On the one hand, there are clearly opportunities to use hospital beds more productively. As the Getting It Right First Time initiative has highlighted, there are substantial variations in average length of stay for some procedures across different hospitals. Variations in how complex older patients are managed means these patients spend more days in hospital in some areas of the country than in others. And many patients experience delays in the discharge process meaning they spend time in hospital when they are no longer benefiting from being there. In July this year, more than 5,860 beds were occupied by patients whose discharge was delayed. Progress in these areas would help to make more productive use of existing hospital beds. While national NHS leaders are keen to make such progress, it is unlikely to be straightforward, as recent tensions between NHS England and local government over efforts to cut delayed transfers of care exemplify.

On the other hand, however, today there are a number of factors that make the wisdom of reducing the number of hospital beds far more uncertain than it may have been in the past. England’s population is growing and ageing: by 2030 one in five people in England will be aged over 65, and therefore more likely to need health care. Demand for hospital care is rising with increases in A&E attendances, emergency admissions, and elective admissions. In turn, bed-occupancy levels in hospitals have risen to new highs in the past few years; in 2016/17 overnight general and acute bed occupancy averaged 90.3 per cent. Reductions in average length of stay have slowed in recent years, and may well slow further in the years ahead. Out-of-hospital services – particularly intermediate care and social care – which play a key role in supporting people as they leave hospital are under real strain with access to publicly funded social care becoming more difficult. Finally, the simple fact that the vast majority of beds for those with mental health problems or learning disabilities and beds for the long-term care of older people have already been closed means there is very little scope to reduce numbers further. Instead, future reductions in the number of hospital beds would mean reducing the number of acute beds, which historically has been more difficult. These factors help to explain why the pace of reduction in the total number of hospital beds has slowed in recent years – falling only around 4 per cent between 2012/13 and 2016/17 – and why bed-occupancy levels have risen.

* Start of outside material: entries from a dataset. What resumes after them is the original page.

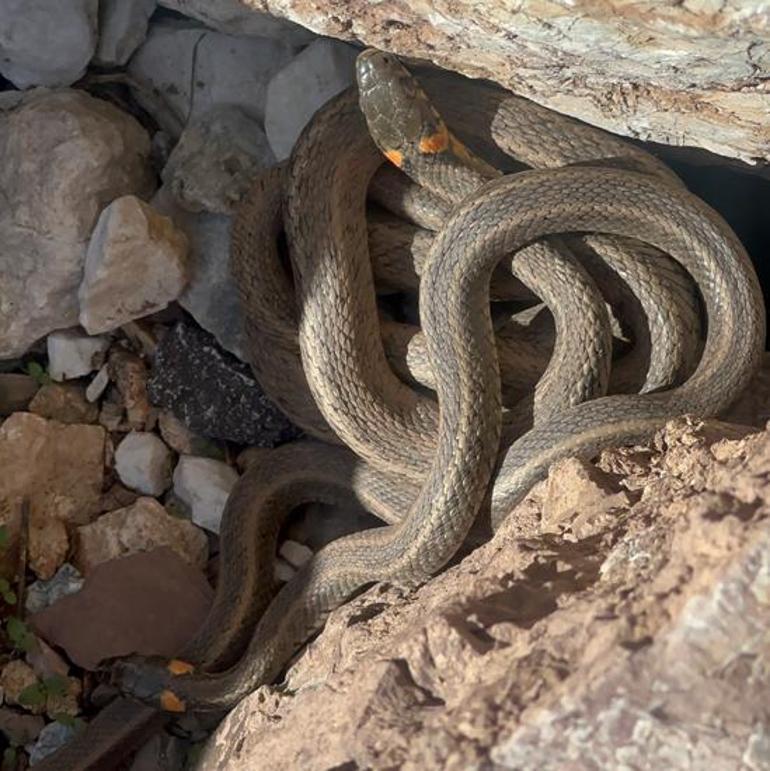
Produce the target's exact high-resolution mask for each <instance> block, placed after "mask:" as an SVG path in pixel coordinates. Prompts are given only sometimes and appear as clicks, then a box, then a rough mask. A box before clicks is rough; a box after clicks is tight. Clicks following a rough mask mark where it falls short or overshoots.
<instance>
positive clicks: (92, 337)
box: [46, 329, 110, 381]
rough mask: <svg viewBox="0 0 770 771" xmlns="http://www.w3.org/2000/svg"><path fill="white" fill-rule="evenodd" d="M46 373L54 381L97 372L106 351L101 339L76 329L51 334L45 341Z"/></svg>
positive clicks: (72, 329)
mask: <svg viewBox="0 0 770 771" xmlns="http://www.w3.org/2000/svg"><path fill="white" fill-rule="evenodd" d="M46 346H47V348H48V373H49V374H50V375H51V377H52V378H53V379H54V380H58V381H62V380H72V379H73V378H76V377H83V375H87V374H88V373H89V372H93V371H94V370H96V369H99V368H100V367H101V366H102V364H104V357H105V355H106V354H107V349H108V348H109V347H110V340H109V338H108V337H105V336H103V335H97V336H92V335H87V334H85V333H84V332H81V331H80V330H79V329H61V330H59V331H58V332H52V333H51V334H50V335H48V339H47V340H46Z"/></svg>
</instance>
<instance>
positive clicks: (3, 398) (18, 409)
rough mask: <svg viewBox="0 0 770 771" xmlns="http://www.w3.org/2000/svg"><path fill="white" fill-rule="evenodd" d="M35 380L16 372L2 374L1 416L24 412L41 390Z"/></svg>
mask: <svg viewBox="0 0 770 771" xmlns="http://www.w3.org/2000/svg"><path fill="white" fill-rule="evenodd" d="M39 387H40V386H39V384H38V382H37V381H36V380H35V378H33V377H30V376H29V375H22V374H17V373H15V372H0V416H5V415H10V414H11V413H12V412H22V411H23V410H25V409H27V405H28V404H29V403H30V400H31V399H32V397H33V396H34V395H35V393H36V392H37V389H38V388H39Z"/></svg>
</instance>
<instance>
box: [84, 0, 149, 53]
mask: <svg viewBox="0 0 770 771" xmlns="http://www.w3.org/2000/svg"><path fill="white" fill-rule="evenodd" d="M156 6H157V3H156V0H99V42H98V44H97V46H96V53H95V54H94V59H93V60H94V62H95V63H96V64H99V65H102V66H107V67H116V66H119V65H123V64H125V63H126V62H127V61H128V60H129V59H130V58H131V54H132V53H134V51H135V50H136V49H137V48H138V47H139V46H140V45H141V44H142V41H143V40H144V38H145V37H146V36H147V24H148V22H149V20H150V16H152V14H153V11H154V10H155V8H156Z"/></svg>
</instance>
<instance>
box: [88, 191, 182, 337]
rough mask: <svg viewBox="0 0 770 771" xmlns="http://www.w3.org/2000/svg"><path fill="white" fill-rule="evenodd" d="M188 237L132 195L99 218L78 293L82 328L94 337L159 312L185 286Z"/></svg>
mask: <svg viewBox="0 0 770 771" xmlns="http://www.w3.org/2000/svg"><path fill="white" fill-rule="evenodd" d="M186 261H187V238H186V237H185V235H184V233H182V232H181V231H180V230H178V229H177V228H176V227H174V224H173V223H172V222H171V220H170V219H169V218H168V217H164V216H163V215H162V214H160V213H158V212H156V211H155V210H154V209H153V208H152V207H151V206H150V205H149V204H146V203H144V201H141V200H140V199H139V198H137V197H136V196H133V195H126V196H122V197H120V198H118V199H116V200H115V201H113V202H112V203H110V205H109V206H107V207H106V208H105V209H104V210H103V211H102V213H101V214H100V215H99V219H98V221H97V223H96V227H95V228H94V231H93V233H92V235H91V240H90V242H89V244H88V251H87V252H86V262H85V269H84V274H83V281H82V282H81V284H80V288H79V289H78V300H79V302H80V324H81V326H82V327H83V328H84V329H85V330H86V331H87V332H88V333H89V334H92V335H96V334H100V333H102V332H109V331H111V330H113V329H117V327H119V326H121V325H122V324H125V323H126V322H129V321H132V320H133V319H137V318H140V317H142V316H147V315H149V314H151V313H156V312H157V311H159V310H162V309H163V308H165V307H166V306H167V305H168V304H169V303H170V302H171V301H172V300H175V299H176V298H177V297H178V296H179V294H180V292H181V291H182V289H183V288H184V285H185V284H186V283H187V269H186Z"/></svg>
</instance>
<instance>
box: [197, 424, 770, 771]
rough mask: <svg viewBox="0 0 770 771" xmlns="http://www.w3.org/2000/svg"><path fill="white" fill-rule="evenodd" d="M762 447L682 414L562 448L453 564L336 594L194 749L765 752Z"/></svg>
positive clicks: (400, 752) (439, 757) (764, 479)
mask: <svg viewBox="0 0 770 771" xmlns="http://www.w3.org/2000/svg"><path fill="white" fill-rule="evenodd" d="M725 435H727V436H730V437H743V438H733V439H722V438H721V437H722V436H725ZM768 463H770V432H768V431H765V432H760V433H758V434H754V435H749V436H747V435H746V432H745V431H743V430H733V429H732V428H728V429H727V430H725V429H724V428H723V427H722V426H713V425H706V426H700V425H697V424H695V425H693V424H691V423H688V422H687V421H676V422H674V423H672V424H669V426H668V427H667V429H666V430H664V431H662V432H661V433H660V434H659V436H658V437H657V439H656V441H655V442H654V443H653V445H652V447H651V448H647V449H645V448H636V449H631V450H628V449H624V450H618V451H614V452H609V453H605V454H604V456H603V458H602V461H601V466H602V472H601V473H596V474H593V473H591V474H589V473H587V472H585V471H584V470H579V469H578V468H577V467H575V466H570V464H563V465H562V466H561V467H560V469H555V470H554V471H553V472H552V478H551V480H550V482H549V483H544V484H541V485H539V486H538V487H536V488H535V490H533V493H532V494H531V495H530V497H529V498H528V499H526V500H525V501H524V502H522V504H520V505H519V507H517V509H516V510H515V511H514V512H513V513H512V515H511V516H510V517H509V518H508V520H507V521H506V522H505V523H504V525H503V526H502V527H501V529H500V530H499V532H498V533H497V534H496V536H495V538H494V539H493V540H492V541H491V542H489V543H488V544H486V545H485V546H483V547H482V548H480V549H478V550H476V551H475V552H473V553H472V554H471V555H469V556H468V557H466V558H465V559H464V560H463V561H462V562H461V563H459V564H458V565H456V566H454V567H452V568H450V569H449V570H447V571H446V572H444V573H443V574H441V575H439V576H438V577H437V578H434V579H433V580H432V581H430V582H428V583H427V584H425V585H424V586H422V587H421V588H419V589H417V590H415V591H412V592H409V591H407V590H402V589H397V588H395V587H391V586H386V585H379V586H376V587H374V588H372V589H370V590H369V591H368V592H366V593H365V594H363V595H361V596H360V597H358V598H356V599H354V600H353V601H351V602H350V603H349V604H347V605H346V606H343V607H342V608H340V609H339V610H337V611H335V612H334V613H332V615H331V616H330V617H329V620H328V622H327V624H326V628H325V630H324V631H323V632H322V634H321V635H320V636H319V637H318V638H317V639H316V640H315V641H314V642H313V643H312V644H311V645H310V646H309V648H308V649H307V650H306V651H305V653H304V655H303V656H302V657H301V658H299V659H298V661H297V663H295V664H294V666H293V667H292V668H290V670H289V672H288V674H287V678H286V687H285V688H281V689H275V688H272V687H270V686H263V687H262V688H260V689H259V690H257V691H256V692H255V693H254V694H253V695H252V696H250V697H248V698H247V699H245V700H244V701H243V702H242V703H241V704H240V705H239V706H238V707H236V709H235V710H233V712H231V713H230V714H229V715H228V716H227V717H226V718H225V720H224V722H223V723H222V724H221V725H220V727H219V729H218V730H217V732H216V733H215V734H214V736H213V737H212V739H211V741H209V743H208V745H207V747H206V749H205V751H204V754H203V757H202V759H201V761H200V765H199V766H198V768H199V769H200V771H214V769H216V771H229V770H232V771H235V769H241V768H252V767H259V768H260V769H265V771H268V770H269V769H279V768H307V769H325V768H457V769H460V768H476V769H482V768H484V769H486V768H496V769H547V770H549V771H557V769H563V768H575V769H578V768H580V769H598V768H621V767H622V768H639V769H657V768H669V769H677V770H679V769H681V770H682V771H684V769H696V768H698V769H700V768H724V769H739V768H752V769H765V768H767V767H768V758H770V755H769V754H768V751H767V747H768V739H769V738H770V735H769V734H768V729H767V721H766V708H767V693H768V687H770V644H769V643H770V570H768V566H769V565H770V562H769V557H770V522H769V521H768V519H767V517H766V516H765V512H766V511H767V507H768V505H770V484H768V479H767V473H766V470H767V468H768ZM563 473H566V474H567V475H568V476H570V477H571V478H573V479H575V480H576V482H577V483H578V484H579V485H580V487H581V488H583V489H584V490H585V491H586V492H587V493H588V494H589V495H592V496H594V497H596V495H597V490H598V489H599V488H602V489H604V490H605V493H606V494H607V495H609V496H611V497H613V505H612V507H608V508H606V509H605V511H606V512H608V513H609V512H610V510H612V511H613V515H612V516H605V517H600V518H597V519H596V520H594V521H591V520H588V519H587V518H586V517H585V513H586V512H584V511H581V510H580V509H579V508H576V507H574V506H572V505H571V503H570V502H569V501H568V500H565V498H564V495H562V493H561V492H559V491H560V490H562V489H563V487H562V485H561V484H560V483H559V481H558V480H556V479H554V478H553V475H560V474H563ZM619 485H620V486H621V487H622V488H624V489H625V495H627V496H628V498H627V500H626V501H625V502H624V501H623V500H622V498H621V497H618V495H617V489H618V486H619ZM551 506H554V507H556V511H554V512H551V511H549V510H548V508H549V507H551ZM556 519H558V520H559V525H560V528H559V529H560V531H561V536H560V537H556V536H554V535H553V534H551V533H548V532H543V531H542V530H541V524H540V523H541V522H543V521H545V522H550V523H553V522H554V521H555V520H556Z"/></svg>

The NHS’s record over the past 30 years is one of success. Adopting new ways of providing care has allowed the service to provide higher-quality care to increasing numbers of patients while reducing the number of hospital beds. But it doesn’t follow that the number of beds can be reduced indefinitely. Today circumstances make it less clear how patient needs are going to be met effectively if more beds are closed – particularly in light of the lack of money to develop alternative out-of-hospital services. So, while some areas may be able to safely reduce the number of beds, substantial reductions in the total number of NHS hospital beds in the next few years seem neither achievable or desirable.